A more recent post on this topic is available on Julian’s Substack.
Rubrics reduce subjectivity in evaluation
A word that often gets misused in evaluation is ‘subjective’. Evaluative judgements are not subjective if they are supported by credible evidence, explicit values and logical argument. Evaluative rubrics provide a vital logical link between empirical evidence and evaluative judgements.
Rubrics are inter-subjective – an agreed social construct used by a group of people for an agreed purpose. Just like other inter-subjective constructs, such as bank accounts, employment contracts and systems of democracy, evaluative rubrics are real, verifiable, and serve an important purpose. Rubrics make evaluative reasoning explicit.
Evaluation has been defined as “the systematic determination of the merit, worth or significance of something” (Scriven, 1991). In plainer language, the core purpose of evaluation is to determine “how good something is, and whether it is good enough” (Davidson, 2005). Therefore, evaluation involves making judgements: “it does not aim simply to describe some state of affairs but to offer a considered and reasoned judgement about that state of affairs” (Schwandt, 2015).
The fundamental problem in this endeavour is “how one can get from scientifically supported premises to evaluative conclusions” (Scriven, 1995) – in other words, how to make a sound judgement using a logical and traceable process.
Explicit evaluative reasoning provides the means to make robust judgements from evidence. Essentially, it involves developing definitions of what ‘good’ quality, value, performance, etc, would look like. These definitions are developed before the evidence is gathered and analysed, providing an agreed basis for making judgements.
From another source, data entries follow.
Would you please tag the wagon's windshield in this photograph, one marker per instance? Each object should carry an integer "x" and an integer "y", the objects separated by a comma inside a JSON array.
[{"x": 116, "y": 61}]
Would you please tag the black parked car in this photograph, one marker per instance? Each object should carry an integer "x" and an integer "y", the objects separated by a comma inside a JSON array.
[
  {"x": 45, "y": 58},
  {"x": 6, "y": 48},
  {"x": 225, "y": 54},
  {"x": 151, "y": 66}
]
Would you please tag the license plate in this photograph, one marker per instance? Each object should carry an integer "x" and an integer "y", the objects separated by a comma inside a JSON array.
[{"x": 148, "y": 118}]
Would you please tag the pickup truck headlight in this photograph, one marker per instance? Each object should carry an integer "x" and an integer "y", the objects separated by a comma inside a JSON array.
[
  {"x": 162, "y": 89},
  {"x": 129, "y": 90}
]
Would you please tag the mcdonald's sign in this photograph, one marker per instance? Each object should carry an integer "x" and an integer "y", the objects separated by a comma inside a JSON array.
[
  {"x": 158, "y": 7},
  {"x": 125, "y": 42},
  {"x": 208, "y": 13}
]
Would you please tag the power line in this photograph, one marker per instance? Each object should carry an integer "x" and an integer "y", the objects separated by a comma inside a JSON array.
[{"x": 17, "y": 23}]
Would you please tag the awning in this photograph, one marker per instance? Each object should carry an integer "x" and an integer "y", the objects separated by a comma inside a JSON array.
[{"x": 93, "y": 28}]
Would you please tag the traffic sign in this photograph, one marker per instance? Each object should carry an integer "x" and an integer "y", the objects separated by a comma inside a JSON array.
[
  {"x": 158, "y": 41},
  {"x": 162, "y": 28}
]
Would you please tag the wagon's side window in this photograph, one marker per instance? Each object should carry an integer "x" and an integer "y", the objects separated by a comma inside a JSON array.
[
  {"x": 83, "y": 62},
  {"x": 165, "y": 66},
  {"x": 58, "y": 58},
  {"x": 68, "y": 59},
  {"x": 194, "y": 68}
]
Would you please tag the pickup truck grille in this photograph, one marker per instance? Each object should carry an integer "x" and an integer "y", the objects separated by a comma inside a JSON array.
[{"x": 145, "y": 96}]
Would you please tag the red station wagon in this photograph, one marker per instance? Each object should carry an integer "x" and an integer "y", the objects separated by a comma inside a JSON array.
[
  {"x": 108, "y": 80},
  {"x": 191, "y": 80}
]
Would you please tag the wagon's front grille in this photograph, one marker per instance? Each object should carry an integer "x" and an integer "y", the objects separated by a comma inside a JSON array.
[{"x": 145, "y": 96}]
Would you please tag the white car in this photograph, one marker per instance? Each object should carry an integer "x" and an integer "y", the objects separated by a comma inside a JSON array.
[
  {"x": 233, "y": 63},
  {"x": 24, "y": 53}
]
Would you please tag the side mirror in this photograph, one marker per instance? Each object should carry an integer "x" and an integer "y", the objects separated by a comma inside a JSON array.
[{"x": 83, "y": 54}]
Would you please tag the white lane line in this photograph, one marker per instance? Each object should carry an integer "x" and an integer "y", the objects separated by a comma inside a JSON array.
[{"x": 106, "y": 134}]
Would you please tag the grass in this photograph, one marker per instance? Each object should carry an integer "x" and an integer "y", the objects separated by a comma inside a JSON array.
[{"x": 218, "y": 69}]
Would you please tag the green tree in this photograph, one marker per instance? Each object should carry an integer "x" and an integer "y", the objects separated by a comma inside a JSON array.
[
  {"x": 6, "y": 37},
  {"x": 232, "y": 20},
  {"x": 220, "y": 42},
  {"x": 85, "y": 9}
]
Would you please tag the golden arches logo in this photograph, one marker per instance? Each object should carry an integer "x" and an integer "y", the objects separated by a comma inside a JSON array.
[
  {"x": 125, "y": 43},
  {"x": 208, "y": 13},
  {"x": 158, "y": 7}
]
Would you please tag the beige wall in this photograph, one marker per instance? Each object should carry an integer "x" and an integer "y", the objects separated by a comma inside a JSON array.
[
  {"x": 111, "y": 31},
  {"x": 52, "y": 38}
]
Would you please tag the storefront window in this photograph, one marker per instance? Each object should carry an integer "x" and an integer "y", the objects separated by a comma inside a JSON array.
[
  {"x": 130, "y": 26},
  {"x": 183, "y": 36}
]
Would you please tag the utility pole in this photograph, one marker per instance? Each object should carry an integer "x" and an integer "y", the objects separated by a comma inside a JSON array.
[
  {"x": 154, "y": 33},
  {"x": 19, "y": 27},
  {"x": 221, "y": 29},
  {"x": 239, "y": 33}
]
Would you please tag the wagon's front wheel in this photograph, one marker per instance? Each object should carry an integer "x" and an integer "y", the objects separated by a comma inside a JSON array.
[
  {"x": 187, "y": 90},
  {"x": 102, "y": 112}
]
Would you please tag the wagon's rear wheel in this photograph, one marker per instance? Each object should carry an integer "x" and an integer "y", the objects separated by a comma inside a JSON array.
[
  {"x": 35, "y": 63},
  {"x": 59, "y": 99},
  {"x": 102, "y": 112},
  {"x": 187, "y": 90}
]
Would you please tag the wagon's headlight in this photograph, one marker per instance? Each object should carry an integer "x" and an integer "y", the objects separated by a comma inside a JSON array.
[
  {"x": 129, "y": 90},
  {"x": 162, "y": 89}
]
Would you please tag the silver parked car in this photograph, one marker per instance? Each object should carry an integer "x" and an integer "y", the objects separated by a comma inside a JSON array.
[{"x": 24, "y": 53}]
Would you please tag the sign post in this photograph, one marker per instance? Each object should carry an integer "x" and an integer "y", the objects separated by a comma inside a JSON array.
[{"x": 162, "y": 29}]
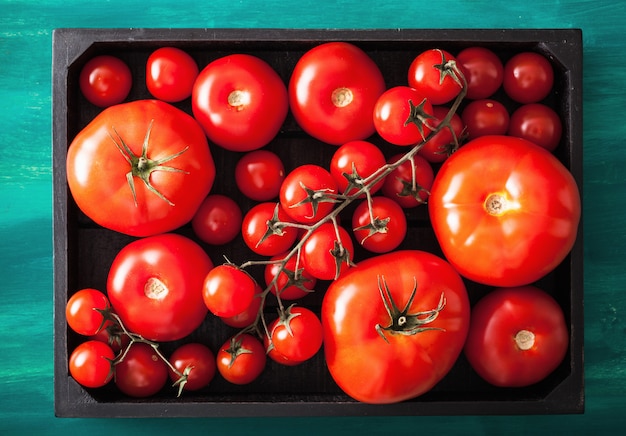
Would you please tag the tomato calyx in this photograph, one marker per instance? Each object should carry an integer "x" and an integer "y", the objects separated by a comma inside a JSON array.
[
  {"x": 142, "y": 166},
  {"x": 403, "y": 322}
]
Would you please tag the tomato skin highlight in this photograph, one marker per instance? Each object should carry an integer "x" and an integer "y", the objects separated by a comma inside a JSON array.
[{"x": 534, "y": 231}]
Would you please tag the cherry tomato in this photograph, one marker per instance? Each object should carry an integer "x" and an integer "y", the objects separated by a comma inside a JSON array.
[
  {"x": 155, "y": 286},
  {"x": 83, "y": 311},
  {"x": 402, "y": 116},
  {"x": 259, "y": 174},
  {"x": 435, "y": 76},
  {"x": 170, "y": 74},
  {"x": 528, "y": 77},
  {"x": 409, "y": 184},
  {"x": 241, "y": 359},
  {"x": 485, "y": 117},
  {"x": 394, "y": 325},
  {"x": 218, "y": 220},
  {"x": 483, "y": 71},
  {"x": 105, "y": 80},
  {"x": 307, "y": 193},
  {"x": 228, "y": 290},
  {"x": 164, "y": 150},
  {"x": 353, "y": 162},
  {"x": 90, "y": 364},
  {"x": 505, "y": 211},
  {"x": 197, "y": 362},
  {"x": 240, "y": 101},
  {"x": 263, "y": 234},
  {"x": 387, "y": 229},
  {"x": 331, "y": 88},
  {"x": 517, "y": 336},
  {"x": 142, "y": 373},
  {"x": 538, "y": 123}
]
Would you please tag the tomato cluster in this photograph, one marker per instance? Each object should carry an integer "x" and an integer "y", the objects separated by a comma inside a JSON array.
[{"x": 465, "y": 142}]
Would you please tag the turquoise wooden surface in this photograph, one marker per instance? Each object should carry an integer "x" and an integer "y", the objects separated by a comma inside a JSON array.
[{"x": 26, "y": 393}]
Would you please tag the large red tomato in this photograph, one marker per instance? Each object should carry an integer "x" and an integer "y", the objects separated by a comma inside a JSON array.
[
  {"x": 155, "y": 286},
  {"x": 394, "y": 325},
  {"x": 140, "y": 168},
  {"x": 505, "y": 211}
]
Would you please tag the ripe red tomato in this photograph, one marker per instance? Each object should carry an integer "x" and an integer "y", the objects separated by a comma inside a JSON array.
[
  {"x": 394, "y": 325},
  {"x": 307, "y": 193},
  {"x": 218, "y": 220},
  {"x": 228, "y": 290},
  {"x": 170, "y": 74},
  {"x": 485, "y": 117},
  {"x": 240, "y": 101},
  {"x": 296, "y": 334},
  {"x": 83, "y": 311},
  {"x": 142, "y": 373},
  {"x": 259, "y": 174},
  {"x": 483, "y": 71},
  {"x": 140, "y": 168},
  {"x": 261, "y": 232},
  {"x": 354, "y": 162},
  {"x": 197, "y": 362},
  {"x": 327, "y": 252},
  {"x": 241, "y": 359},
  {"x": 387, "y": 229},
  {"x": 435, "y": 75},
  {"x": 90, "y": 364},
  {"x": 105, "y": 80},
  {"x": 505, "y": 211},
  {"x": 409, "y": 184},
  {"x": 538, "y": 123},
  {"x": 328, "y": 99},
  {"x": 517, "y": 336},
  {"x": 528, "y": 77},
  {"x": 155, "y": 286}
]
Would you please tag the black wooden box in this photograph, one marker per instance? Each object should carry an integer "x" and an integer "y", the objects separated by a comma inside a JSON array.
[{"x": 83, "y": 251}]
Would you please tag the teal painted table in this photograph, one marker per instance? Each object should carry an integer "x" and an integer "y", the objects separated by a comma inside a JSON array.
[{"x": 26, "y": 392}]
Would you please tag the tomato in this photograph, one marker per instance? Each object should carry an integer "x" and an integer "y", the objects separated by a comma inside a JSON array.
[
  {"x": 259, "y": 174},
  {"x": 140, "y": 168},
  {"x": 241, "y": 359},
  {"x": 83, "y": 311},
  {"x": 517, "y": 336},
  {"x": 327, "y": 252},
  {"x": 155, "y": 286},
  {"x": 266, "y": 230},
  {"x": 394, "y": 325},
  {"x": 240, "y": 101},
  {"x": 485, "y": 117},
  {"x": 383, "y": 230},
  {"x": 354, "y": 162},
  {"x": 228, "y": 290},
  {"x": 504, "y": 210},
  {"x": 402, "y": 116},
  {"x": 105, "y": 80},
  {"x": 307, "y": 193},
  {"x": 90, "y": 364},
  {"x": 218, "y": 220},
  {"x": 331, "y": 88},
  {"x": 196, "y": 362},
  {"x": 442, "y": 144},
  {"x": 483, "y": 71},
  {"x": 528, "y": 77},
  {"x": 296, "y": 334},
  {"x": 435, "y": 75},
  {"x": 170, "y": 74},
  {"x": 142, "y": 372},
  {"x": 409, "y": 184},
  {"x": 538, "y": 123}
]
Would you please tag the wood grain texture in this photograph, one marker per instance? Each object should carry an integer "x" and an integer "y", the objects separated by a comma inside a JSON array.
[{"x": 26, "y": 395}]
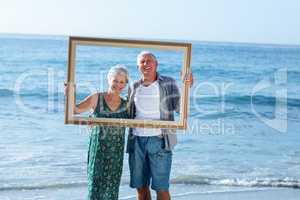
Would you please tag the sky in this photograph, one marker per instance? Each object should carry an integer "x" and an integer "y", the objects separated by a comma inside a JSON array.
[{"x": 251, "y": 21}]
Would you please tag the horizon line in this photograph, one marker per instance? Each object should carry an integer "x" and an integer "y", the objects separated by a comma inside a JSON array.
[{"x": 155, "y": 39}]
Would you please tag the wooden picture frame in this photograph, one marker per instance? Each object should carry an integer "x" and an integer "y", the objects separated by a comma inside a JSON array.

Although there is more than one way to approach this task, a widely used approach is to:
- Establish criteria of merit, worth or significance – the dimensions of performance that are relevant and important to an evaluative judgement
- Define performance standards for each criterion, in order to distinguish between ‘excellent’, ‘good’, ‘acceptable’ or ‘poor’ performance
- Gather and analyse evidence of performance against the standards
- Synthesise the results into an overall judgement (Fournier, 1995).
The use of criteria and standards supports evaluative reasoning, which is core to good evaluation (Yarbrough, Shulha, Hopson, and Caruthers, 2011). Evaluative reasoning enhances the credibility and use of evaluation for accountability, learning and adaptation, by providing a transparent (and therefore challengeable) basis for making judgements (King et al., 2013).
Rubrics
Criteria and standards can be presented in tables called rubrics (Davidson, 2005). My colleagues and I wrote about how the use of rubrics has enhanced our evaluation practice, in this open source journal. Judy Oakden provided a practice-based example on the Better Evaluation website.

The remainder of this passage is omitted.